Según la 17ª edición del informe de Kline & Company que analiza el mercado y evalúa la industria global de lubricantes, Shell vuelve a ser la mejor compañía del sector de los lubricantes, siendo la 13ª vez consecutiva que recibe esta distinción. El informe está realizado en base al año 2018 y cubre los mercados nacionales, segmentos de mercado, tipos de productos y formulaciones que revisten mayor importancia en cuanto al consumo de lubricantes.

“La estrategia de crecimiento de Shell en el área de lubricantes funciona”, explica Huibert Vigeveno, vicepresidente ejecutivo comercial de Shell a nivel mundial. “Contamos con una equilibrada gama de productos líderes del mercado y unos servicios digitales en auge, lo que nos permite construir negocio en todos los segmentos y demostrar la resiliencia de nuestras operaciones en un mercado global de lubricantes cada vez más dinámico”. El responsable destaca el aumento de la demanda de los lubricantes de gama alta y el crecimiento experimentado en el segmento industrial. "Nos hemos centrado en lo que nuestros clientes necesitan y hemos adaptado nuestra oferta en consecuencia, lo que está dando como resultado unos mayores ingresos y está aportando al Grupo Shell un flujo de efectivo disponible de gran resiliencia”.

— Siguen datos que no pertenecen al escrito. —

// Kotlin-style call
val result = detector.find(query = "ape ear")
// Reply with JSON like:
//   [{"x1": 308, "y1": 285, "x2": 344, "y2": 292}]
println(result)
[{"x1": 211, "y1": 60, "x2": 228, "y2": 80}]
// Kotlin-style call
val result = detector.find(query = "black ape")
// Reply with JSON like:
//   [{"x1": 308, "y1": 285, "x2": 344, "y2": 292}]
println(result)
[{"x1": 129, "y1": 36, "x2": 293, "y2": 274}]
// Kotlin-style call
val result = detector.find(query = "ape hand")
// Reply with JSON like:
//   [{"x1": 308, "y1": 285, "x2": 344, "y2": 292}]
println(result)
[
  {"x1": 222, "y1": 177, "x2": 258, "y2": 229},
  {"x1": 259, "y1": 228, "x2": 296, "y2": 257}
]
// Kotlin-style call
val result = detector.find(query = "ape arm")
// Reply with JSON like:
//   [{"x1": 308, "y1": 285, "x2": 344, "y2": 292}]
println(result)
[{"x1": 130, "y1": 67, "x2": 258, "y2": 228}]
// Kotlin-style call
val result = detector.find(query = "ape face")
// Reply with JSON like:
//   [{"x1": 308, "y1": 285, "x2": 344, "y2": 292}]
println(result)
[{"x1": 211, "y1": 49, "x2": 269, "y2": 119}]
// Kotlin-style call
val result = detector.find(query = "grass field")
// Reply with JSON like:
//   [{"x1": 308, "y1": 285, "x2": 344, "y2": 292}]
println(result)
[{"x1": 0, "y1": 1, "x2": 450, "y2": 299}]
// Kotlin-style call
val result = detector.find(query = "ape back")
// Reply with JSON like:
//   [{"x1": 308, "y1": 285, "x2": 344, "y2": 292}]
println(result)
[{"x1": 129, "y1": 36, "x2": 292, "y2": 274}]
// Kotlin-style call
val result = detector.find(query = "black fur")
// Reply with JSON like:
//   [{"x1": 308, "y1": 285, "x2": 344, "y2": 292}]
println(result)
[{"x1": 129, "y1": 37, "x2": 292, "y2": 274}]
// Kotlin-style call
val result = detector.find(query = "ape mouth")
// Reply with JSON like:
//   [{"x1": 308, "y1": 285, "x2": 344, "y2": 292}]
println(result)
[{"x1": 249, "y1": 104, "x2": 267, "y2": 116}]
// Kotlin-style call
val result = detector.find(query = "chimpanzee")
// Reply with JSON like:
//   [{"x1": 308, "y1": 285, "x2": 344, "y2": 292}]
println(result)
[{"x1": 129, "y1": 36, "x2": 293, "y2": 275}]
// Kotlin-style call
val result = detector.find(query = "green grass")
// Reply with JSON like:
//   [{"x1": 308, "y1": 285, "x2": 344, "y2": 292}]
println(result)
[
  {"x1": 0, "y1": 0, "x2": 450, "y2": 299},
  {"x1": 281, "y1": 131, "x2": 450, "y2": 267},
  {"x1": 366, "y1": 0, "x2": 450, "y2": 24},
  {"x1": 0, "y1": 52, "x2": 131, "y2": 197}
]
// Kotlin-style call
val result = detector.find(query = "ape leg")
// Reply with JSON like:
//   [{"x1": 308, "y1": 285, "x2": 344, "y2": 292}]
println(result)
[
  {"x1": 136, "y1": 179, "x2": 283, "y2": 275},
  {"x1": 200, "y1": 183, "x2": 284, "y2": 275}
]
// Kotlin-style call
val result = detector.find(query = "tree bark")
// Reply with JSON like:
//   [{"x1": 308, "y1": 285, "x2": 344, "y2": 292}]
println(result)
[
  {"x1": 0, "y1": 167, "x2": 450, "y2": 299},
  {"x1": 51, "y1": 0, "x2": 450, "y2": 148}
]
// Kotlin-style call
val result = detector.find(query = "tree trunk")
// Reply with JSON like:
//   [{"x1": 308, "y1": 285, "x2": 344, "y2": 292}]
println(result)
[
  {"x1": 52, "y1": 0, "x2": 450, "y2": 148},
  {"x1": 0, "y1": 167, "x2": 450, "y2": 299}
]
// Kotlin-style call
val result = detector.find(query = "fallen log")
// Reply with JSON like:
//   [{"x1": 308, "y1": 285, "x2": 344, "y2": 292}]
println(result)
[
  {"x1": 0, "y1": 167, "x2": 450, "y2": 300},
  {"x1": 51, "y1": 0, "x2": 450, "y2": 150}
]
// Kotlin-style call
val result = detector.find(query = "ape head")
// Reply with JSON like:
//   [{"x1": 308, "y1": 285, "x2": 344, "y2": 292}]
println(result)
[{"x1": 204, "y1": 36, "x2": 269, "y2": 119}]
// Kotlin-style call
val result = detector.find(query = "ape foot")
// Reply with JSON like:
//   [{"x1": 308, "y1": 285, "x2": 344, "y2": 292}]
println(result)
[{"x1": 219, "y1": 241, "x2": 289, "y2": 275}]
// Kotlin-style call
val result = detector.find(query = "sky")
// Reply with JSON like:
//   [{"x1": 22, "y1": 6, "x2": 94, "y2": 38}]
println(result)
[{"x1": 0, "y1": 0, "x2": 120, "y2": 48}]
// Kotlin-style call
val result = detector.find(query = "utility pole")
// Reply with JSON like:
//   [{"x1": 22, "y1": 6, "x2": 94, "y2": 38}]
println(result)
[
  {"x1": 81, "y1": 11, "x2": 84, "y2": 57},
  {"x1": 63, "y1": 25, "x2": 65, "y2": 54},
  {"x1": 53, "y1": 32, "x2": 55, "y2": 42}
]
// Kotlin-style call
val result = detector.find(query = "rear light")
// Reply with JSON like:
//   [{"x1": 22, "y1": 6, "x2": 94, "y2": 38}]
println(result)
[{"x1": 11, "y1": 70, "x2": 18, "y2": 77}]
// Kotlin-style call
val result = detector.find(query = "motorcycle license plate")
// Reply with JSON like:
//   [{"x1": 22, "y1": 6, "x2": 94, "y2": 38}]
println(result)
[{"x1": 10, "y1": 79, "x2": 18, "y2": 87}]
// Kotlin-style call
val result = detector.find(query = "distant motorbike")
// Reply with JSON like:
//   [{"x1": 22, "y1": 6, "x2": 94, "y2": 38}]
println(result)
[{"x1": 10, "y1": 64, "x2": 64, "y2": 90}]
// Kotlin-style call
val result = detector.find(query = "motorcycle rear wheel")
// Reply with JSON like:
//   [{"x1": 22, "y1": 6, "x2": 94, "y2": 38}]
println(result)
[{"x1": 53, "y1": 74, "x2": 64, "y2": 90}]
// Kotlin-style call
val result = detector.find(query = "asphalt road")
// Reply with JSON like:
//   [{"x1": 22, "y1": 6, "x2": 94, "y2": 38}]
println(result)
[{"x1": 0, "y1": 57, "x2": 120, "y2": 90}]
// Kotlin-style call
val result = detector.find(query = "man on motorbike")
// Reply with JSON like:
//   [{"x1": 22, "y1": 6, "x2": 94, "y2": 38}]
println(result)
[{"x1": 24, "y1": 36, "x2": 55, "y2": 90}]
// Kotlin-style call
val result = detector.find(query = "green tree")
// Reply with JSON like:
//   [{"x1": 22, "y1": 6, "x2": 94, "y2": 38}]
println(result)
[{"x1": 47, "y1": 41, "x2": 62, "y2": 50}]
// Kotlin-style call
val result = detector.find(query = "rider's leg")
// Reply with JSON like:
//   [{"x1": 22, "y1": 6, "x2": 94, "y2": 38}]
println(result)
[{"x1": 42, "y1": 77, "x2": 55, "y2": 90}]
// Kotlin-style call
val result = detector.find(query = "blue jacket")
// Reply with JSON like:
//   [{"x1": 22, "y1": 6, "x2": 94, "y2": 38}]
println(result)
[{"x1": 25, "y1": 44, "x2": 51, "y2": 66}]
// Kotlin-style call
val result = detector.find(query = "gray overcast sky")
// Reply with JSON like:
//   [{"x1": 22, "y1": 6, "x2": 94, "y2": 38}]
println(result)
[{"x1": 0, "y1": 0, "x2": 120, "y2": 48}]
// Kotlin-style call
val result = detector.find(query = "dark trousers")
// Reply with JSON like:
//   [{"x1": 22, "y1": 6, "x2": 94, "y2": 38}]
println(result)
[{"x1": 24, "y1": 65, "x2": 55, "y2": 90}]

El informe muestra que Shell contó en 2018 con la mayor cuota en el mercado global y que ésta aumentó respecto al año anterior. El volumen total de ventas de Shell fue de aproximadamente 4,5 millones de toneladas de lubricantes, lo que equivale a unos 5.000 millones de litros. Estas ventas se repartieron casi por igual entre tres segmentos: vehículos ligeros (30%), industrial (36%) y vehículos comerciales (34%).

Shell es una empresa pionera en materia de innovación en el campo de los lubricantes. Ha lanzado, por ejemplo, una línea de fluidos diseñados para su uso en vehículos eléctricos (E-fluids), y ha puesto en marcha MachineMax, un nuevo servicio digital para clientes industriales que les ayuda a optimizar el funcionamiento de la maquinaria. Por su parte, la tecnología PurePlus de Shell y su familia de lubricantes sintéticos de baja viscosidad de gama alta ofrecen hasta un 4% de ahorro de combustible y la consiguiente reducción en la huella de carbono.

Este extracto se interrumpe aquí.